Her comrade in arms is Mark Nelson, 26, a gentle Minnesotan and expert carpenter who devised a way to use local materials for hutches that cut their cost from $150 to about $5, the cost of the nails.
All this does not surprise Peter Stevens, the 58-year-old Peace Corps director for Honduras, an ex-marine from Connecticut who has been with the agency since 1971 in Guatemala, Venezuela and Colombia as well as Honduras.
”We`ve pretty much broken away from the generalists with a B.A. degree who predominated in the early years,” Stevens said in his office in Tegucigalpa, the capital. ”It`s gotten better. The average age of volunteers is 29, but we have a lot of older people-engineers, architects, fishery experts.
”They have to have a skill. If they come without one, we train `em. We had one beautiful guy from Chicago, Vincent Mayer, a carpenter, 81 years old. Do you believe that? He worked two years in Belize, and he was in better shape than I am.”
Jim Flanigan, a Peace Corps spokesman in Washington, agreed that
”there`s a touch of gray in the Peace Corps these days.” The 5,200 volunteers around the world average 30 years in age, he said, and there are no plans to change the trend as the agency prepares to follow a congressional mandate to nearly double its size to 10,000 volunteers by 1992.
The Peace Corps budget, $146.2 million in fiscal 1988, is increasing by about $10 million a year. Credit for its resurgence after several years of tepid management generally is given to Loret Miller Ruppe, a former Reagan-Bush political organizer in Michigan who has been director since 1981.
Ruppe, the agency`s longest-serving director, has visited all 64 countries where the Peace Corps maintains a presence. One of her daughters was a volunteer in Nepal.
How has the Peace Corps changed since the heady early days of the Kennedy administration?
”Well, they still have some stars in their eyes, but there`s a heavy dash of realism now,” Flanigan commented. ”There`s a wide gamut of special skills: engineers, special-education teachers, foresters and nutritionists.
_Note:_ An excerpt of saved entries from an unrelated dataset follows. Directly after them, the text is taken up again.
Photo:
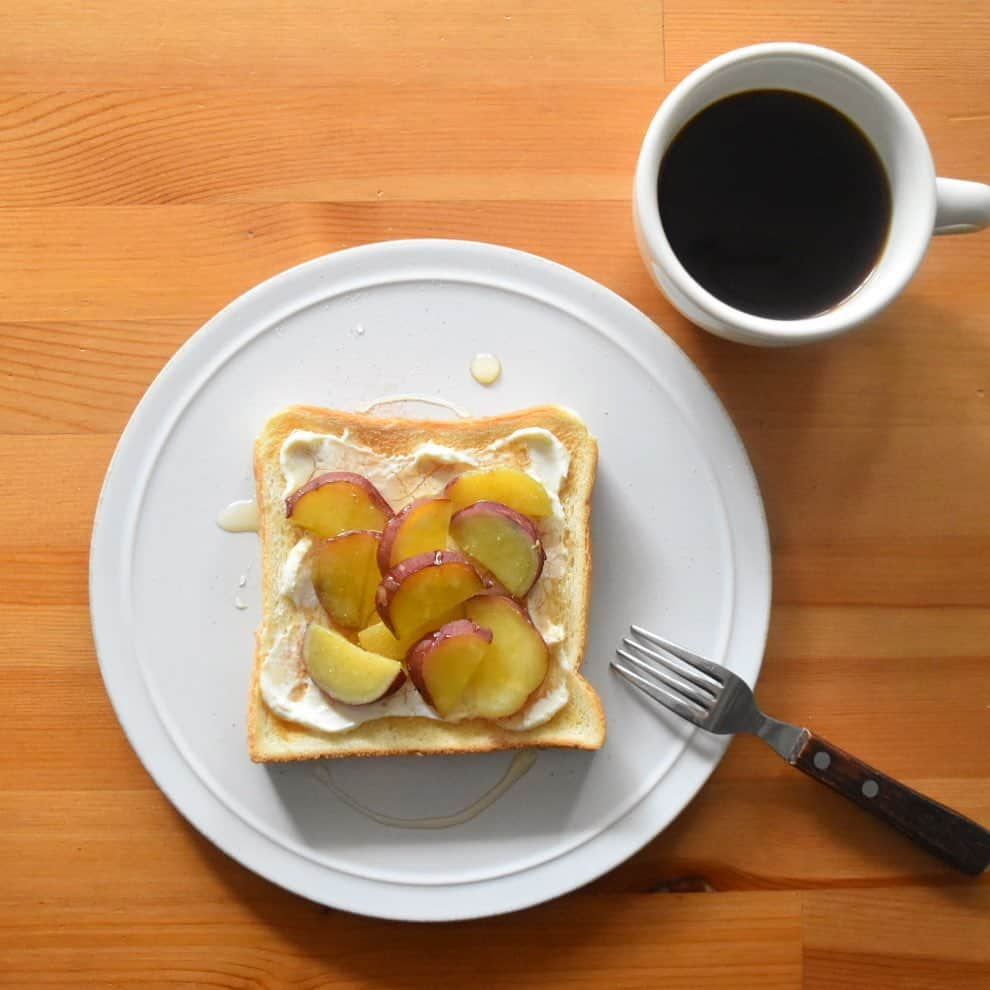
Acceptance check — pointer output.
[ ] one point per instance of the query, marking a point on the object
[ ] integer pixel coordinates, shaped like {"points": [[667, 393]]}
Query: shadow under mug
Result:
{"points": [[921, 204]]}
”Know-how is what we need, people with special skills. And it`s simply a fact that older people win respect more readily in many countries. These are the people who realize that grass-roots solutions gained from experience can pay off in big results.”
Yet among the volunteers, for all their enthusiasm, there is a certain bittersweetness when thoughts turn to the lives they left behind in the United States. Echoing the words of many of her colleagues, Irene Michalski commented:
”You feel out of touch. It`s good to see the U.S. at a distance, though; you realize how materialistic people are. Even poor people have a lot more. What`s important there is not important here. These people just want to stay alive.
”The most important thing I think we`ve learned here is how another culture lives and thinks. Americans are totally unaware; they have no idea. Sure, we have frustrations-who wants to wait hours for a bus to come by?
”But I have no regrets. I love it. It`s the smartest thing John and I ever did.”
And she excused herself to go tend her rabbits.